The GMO Storage Inventory Database requires a login in. View database site
The Office of the Gene Technology Regulator has been established within the Australian Government Department of Health to provide administrative support to the Gene Technology Regulator in the performance of the functions under the Gene Technology Act 2000. Office of Gene Technology Regulator website
The Gene Technology Regulations 2001 (The Regulations) took effect on 21st July 2001 and replaced the voluntary system that had been overseen the by the Genetic Manipulation Advisory Committee (GMAC). Pursuant to legal obligations of the University, the Gene Technology Review Committee has been established to review all dealings with genetically modified organisms (GMOs). The Gene Technology Review Committee will ensure that the use of all GMOs within the University is conducted in compliance with the Gene Technology Act (2000) and Gene Technology Amendment Act 2007; and the Gene Technology Regulations 2001 and Gene Technology Amendment Regulations 2007.

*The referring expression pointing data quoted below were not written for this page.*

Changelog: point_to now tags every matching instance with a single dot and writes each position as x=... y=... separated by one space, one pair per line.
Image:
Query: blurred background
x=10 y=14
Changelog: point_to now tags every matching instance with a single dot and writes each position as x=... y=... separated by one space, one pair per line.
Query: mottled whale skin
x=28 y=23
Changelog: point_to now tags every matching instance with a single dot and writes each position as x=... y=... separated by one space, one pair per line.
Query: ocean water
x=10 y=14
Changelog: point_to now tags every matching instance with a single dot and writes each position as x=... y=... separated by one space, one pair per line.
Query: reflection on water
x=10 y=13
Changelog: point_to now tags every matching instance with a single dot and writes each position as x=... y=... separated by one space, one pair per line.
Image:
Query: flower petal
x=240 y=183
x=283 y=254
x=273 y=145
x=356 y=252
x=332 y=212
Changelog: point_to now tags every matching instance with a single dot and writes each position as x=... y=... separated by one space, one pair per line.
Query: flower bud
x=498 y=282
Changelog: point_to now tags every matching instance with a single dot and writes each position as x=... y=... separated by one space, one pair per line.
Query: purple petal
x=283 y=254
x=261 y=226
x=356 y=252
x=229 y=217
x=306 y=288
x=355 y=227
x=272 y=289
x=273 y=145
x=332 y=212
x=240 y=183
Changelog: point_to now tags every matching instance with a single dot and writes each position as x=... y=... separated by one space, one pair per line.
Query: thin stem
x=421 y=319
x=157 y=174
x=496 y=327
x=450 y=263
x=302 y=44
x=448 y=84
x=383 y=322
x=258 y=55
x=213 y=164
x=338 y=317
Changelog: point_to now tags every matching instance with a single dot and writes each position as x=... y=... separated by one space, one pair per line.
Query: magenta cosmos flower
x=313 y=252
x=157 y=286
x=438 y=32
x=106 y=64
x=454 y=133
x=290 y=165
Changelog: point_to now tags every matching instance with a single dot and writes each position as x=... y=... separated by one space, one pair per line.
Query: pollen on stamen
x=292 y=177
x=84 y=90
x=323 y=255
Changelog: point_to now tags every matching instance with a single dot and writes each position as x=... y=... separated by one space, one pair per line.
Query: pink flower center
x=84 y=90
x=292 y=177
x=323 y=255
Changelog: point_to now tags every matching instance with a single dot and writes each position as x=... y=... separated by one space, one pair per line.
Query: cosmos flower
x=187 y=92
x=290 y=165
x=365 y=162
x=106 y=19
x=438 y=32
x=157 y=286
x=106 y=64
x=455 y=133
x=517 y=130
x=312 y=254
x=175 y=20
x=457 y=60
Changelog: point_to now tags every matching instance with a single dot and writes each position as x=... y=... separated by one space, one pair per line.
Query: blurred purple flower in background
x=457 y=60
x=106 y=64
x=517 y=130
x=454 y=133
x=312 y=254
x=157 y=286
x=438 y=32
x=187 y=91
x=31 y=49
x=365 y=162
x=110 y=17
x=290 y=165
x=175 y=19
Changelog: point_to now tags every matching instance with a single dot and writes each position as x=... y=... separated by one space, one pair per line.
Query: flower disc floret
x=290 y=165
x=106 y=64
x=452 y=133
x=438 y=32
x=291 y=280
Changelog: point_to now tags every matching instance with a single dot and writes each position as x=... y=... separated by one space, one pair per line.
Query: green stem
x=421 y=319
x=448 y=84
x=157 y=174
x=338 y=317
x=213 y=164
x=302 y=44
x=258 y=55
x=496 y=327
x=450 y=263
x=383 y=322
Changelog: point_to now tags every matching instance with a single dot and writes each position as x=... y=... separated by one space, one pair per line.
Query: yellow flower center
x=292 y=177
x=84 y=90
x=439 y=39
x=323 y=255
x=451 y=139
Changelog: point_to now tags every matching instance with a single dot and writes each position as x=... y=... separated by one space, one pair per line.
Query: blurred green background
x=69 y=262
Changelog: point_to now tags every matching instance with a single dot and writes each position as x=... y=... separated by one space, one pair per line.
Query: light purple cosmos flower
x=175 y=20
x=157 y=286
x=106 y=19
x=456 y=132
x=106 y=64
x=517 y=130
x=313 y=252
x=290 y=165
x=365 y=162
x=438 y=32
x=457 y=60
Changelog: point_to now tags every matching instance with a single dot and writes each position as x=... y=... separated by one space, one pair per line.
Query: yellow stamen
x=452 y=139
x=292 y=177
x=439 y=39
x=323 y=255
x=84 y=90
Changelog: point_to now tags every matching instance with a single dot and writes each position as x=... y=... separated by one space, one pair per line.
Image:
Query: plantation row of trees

The Gene Technology Review Committee shall:
- Ensure that the use and generation of BMOs in research and teaching complies with Commonwealth and State Legislation and the codes of practice adopted by the relevant authorities;
- Review applications for accreditation of the University of Wollongong with the Office of the Gene Technology Regulator and any other relevant authority;
- Inspect new physical containment facilities and review applications from University staff for certification of such facilities prior to submission to the Office of the Gene Technology Regulator;
- Inspect any existing approved physical containment facilities on an annual basis or more frequently when required;
- Review applications by researchers for work that involves genetically modified organisms (GMOs). These include Exempt Dealings, Notification of a Low Risk Dealing (NLRD), and Licence for Dealing not Involving Intentional Release of a GMO into the Environment (Contained Dealing) (DNIR);
- Develop policy and procedures to oversee the use of GMOs in research and teaching;
- Maintain a register of all exempt dealings, notifiable low risk dealings and licensed dealings undertaken within the organisation;
- Maintain a register of people authorised by the Gene Technology Review Committee to work in the organisation's containment facilities;
- Ensure that all persons involved in genetic manipulations are informed of the University's policy and procedures in relation to the use of GMOs in research and teaching;
- Ensure that all research and teaching units have in place documented procedures and practices for working safely with GMOs.